Tuesday, March 25, 2014

Ritchey WCS Alloy Zero-Offset One-Bolt Seatpost

In the wide world of cycling, just about everyone riding accepts the stock setback of their seatposts without even a momentary thought.  Just get on and ride, then adjust the saddle, and maybe the stem to suit, right?  Well, the point is, we do not have to accept this regime at face value.  Why do bicycle manufacturers expect the consumers to blindly accept the almost universal 20-degree setback, thus leaving riders with the often fruitless game of finding the most comfortable, efficient stem length and saddle position?  Well, we don’t, if one just puts some thought into it.

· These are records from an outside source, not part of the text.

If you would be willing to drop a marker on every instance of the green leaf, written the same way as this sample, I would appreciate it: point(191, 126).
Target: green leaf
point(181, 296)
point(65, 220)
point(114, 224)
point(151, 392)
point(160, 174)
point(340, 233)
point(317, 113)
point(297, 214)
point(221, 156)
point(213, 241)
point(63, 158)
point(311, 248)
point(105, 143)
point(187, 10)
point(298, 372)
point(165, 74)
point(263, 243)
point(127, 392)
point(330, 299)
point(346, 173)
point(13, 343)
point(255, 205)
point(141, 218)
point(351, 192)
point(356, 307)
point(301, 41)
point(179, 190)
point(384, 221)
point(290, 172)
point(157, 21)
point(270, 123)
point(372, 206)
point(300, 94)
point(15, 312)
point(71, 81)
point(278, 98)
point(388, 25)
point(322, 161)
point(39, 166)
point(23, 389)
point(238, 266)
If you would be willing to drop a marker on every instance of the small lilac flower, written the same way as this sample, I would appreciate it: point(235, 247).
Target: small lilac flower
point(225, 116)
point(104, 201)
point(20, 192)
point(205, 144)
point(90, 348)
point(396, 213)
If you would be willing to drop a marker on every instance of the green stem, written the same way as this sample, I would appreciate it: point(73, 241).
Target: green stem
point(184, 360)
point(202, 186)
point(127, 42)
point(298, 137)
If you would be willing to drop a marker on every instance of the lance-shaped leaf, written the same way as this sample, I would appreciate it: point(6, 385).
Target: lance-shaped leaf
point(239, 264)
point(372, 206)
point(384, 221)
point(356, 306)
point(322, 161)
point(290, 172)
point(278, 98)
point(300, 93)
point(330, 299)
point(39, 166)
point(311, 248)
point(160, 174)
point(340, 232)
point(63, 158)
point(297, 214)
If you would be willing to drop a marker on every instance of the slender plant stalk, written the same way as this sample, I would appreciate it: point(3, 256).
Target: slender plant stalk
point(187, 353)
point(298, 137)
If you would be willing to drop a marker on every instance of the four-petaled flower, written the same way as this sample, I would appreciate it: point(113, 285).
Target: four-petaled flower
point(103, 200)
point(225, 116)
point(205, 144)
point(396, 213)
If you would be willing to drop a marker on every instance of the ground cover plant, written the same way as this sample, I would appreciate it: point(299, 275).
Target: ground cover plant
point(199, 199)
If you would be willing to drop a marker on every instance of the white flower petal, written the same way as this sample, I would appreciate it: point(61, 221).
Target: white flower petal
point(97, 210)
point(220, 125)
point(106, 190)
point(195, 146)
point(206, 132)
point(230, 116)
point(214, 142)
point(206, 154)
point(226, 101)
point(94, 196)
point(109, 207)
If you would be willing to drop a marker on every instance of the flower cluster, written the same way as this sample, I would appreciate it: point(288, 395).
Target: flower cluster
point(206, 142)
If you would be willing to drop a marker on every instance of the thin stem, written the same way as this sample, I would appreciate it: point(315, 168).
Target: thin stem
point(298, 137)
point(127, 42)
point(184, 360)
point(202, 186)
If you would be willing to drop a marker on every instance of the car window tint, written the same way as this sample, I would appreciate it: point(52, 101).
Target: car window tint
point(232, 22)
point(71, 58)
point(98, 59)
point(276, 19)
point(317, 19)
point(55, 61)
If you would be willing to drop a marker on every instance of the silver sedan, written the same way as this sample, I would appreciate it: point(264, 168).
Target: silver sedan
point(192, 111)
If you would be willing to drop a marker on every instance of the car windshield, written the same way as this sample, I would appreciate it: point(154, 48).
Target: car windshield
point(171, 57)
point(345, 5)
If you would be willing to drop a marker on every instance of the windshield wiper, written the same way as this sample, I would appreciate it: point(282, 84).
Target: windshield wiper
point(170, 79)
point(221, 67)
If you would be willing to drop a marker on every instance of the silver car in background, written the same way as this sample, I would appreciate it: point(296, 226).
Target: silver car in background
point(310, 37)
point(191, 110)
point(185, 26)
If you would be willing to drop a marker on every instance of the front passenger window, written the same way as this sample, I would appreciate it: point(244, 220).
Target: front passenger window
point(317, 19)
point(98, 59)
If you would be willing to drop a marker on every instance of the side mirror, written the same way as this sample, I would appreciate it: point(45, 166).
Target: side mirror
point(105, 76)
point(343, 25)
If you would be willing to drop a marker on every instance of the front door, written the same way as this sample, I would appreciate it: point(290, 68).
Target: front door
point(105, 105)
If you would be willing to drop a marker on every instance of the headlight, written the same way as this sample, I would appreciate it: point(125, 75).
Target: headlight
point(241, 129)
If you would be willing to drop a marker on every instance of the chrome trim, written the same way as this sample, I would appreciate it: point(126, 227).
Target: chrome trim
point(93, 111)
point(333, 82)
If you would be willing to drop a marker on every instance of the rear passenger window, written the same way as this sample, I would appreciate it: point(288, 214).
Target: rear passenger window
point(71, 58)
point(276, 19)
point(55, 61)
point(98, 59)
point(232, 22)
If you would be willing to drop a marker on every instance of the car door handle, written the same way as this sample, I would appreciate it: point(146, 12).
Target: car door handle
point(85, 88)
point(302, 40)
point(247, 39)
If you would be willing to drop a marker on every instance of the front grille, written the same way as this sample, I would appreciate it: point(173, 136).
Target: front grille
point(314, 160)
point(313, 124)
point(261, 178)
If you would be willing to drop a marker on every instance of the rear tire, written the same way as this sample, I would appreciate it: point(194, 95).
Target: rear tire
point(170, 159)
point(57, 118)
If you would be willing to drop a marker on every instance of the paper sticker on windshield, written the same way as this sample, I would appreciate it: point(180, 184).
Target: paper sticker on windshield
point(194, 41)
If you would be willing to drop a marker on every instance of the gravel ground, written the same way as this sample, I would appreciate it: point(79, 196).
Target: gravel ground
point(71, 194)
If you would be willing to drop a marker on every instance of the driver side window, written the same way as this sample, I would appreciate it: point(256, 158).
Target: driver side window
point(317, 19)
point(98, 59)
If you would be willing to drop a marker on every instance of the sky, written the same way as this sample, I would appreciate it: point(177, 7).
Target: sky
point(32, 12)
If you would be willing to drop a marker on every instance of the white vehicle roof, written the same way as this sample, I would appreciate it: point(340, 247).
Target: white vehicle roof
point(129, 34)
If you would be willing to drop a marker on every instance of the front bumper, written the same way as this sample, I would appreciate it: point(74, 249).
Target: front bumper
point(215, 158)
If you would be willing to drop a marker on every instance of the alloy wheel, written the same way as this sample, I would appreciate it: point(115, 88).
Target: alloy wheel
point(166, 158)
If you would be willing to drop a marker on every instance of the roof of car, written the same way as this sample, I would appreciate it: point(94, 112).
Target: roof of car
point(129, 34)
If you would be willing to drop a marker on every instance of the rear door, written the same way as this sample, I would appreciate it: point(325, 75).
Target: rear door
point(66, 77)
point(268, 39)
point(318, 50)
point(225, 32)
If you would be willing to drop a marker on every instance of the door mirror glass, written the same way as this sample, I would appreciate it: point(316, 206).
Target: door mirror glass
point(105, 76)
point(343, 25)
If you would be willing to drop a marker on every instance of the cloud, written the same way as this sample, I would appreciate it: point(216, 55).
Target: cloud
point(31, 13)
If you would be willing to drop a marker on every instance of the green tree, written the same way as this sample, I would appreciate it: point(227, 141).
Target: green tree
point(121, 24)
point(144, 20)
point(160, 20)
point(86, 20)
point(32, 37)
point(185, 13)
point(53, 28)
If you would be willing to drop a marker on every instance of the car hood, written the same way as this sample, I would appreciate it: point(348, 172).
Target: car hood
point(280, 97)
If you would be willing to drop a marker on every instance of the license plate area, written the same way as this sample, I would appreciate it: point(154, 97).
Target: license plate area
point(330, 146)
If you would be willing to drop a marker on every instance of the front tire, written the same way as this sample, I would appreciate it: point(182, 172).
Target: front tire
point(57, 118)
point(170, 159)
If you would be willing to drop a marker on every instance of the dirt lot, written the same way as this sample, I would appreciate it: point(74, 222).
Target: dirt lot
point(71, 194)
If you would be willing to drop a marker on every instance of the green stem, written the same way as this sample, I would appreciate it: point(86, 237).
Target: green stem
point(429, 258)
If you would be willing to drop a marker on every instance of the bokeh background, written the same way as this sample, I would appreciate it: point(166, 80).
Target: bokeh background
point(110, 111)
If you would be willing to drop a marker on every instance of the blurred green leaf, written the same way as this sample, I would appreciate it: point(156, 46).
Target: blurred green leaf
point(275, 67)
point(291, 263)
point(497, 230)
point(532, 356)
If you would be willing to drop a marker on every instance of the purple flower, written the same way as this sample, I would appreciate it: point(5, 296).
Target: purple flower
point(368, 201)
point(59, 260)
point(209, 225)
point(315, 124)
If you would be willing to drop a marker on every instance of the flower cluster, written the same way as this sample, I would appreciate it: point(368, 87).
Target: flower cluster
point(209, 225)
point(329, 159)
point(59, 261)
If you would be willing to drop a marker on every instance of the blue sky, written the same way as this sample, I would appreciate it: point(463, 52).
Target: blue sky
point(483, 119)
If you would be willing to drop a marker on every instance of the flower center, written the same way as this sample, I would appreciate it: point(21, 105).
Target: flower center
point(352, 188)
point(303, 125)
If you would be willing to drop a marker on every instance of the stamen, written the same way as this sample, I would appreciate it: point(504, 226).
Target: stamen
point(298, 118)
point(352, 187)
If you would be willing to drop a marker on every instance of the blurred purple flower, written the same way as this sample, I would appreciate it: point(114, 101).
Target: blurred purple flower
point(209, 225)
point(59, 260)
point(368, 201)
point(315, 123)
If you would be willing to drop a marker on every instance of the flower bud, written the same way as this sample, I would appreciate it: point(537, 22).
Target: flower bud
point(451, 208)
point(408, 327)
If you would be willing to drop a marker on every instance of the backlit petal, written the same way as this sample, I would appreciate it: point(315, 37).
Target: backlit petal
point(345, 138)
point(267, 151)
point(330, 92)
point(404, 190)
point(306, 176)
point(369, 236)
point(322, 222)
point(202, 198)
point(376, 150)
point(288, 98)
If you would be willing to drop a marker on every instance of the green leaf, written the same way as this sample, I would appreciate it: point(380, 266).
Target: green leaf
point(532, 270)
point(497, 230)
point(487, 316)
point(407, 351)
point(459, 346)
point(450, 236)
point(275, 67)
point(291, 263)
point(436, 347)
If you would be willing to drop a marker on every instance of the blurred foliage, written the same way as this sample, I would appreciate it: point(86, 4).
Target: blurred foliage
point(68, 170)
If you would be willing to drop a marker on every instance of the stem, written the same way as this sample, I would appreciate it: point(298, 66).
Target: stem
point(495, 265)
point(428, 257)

I finally got tired of being the victim of the post setback I was innocently dealt and had, unfortunately, grown used to, since it pretty much was all which was offered off the showroom floor.  Besides, everyone was running with 20-degrees, anyway, right?  So, a plan of action went into effect.  First, a confession; I really, really like Ritchey seatposts.  They are extremely functional, have an ingenious one-bolt rail clamp system, provide some compliance, and just look darn good, to boot.  However, I almost gave that all up in my search for something with less than a 20-degree setback by going with another manufacturer.  Almost.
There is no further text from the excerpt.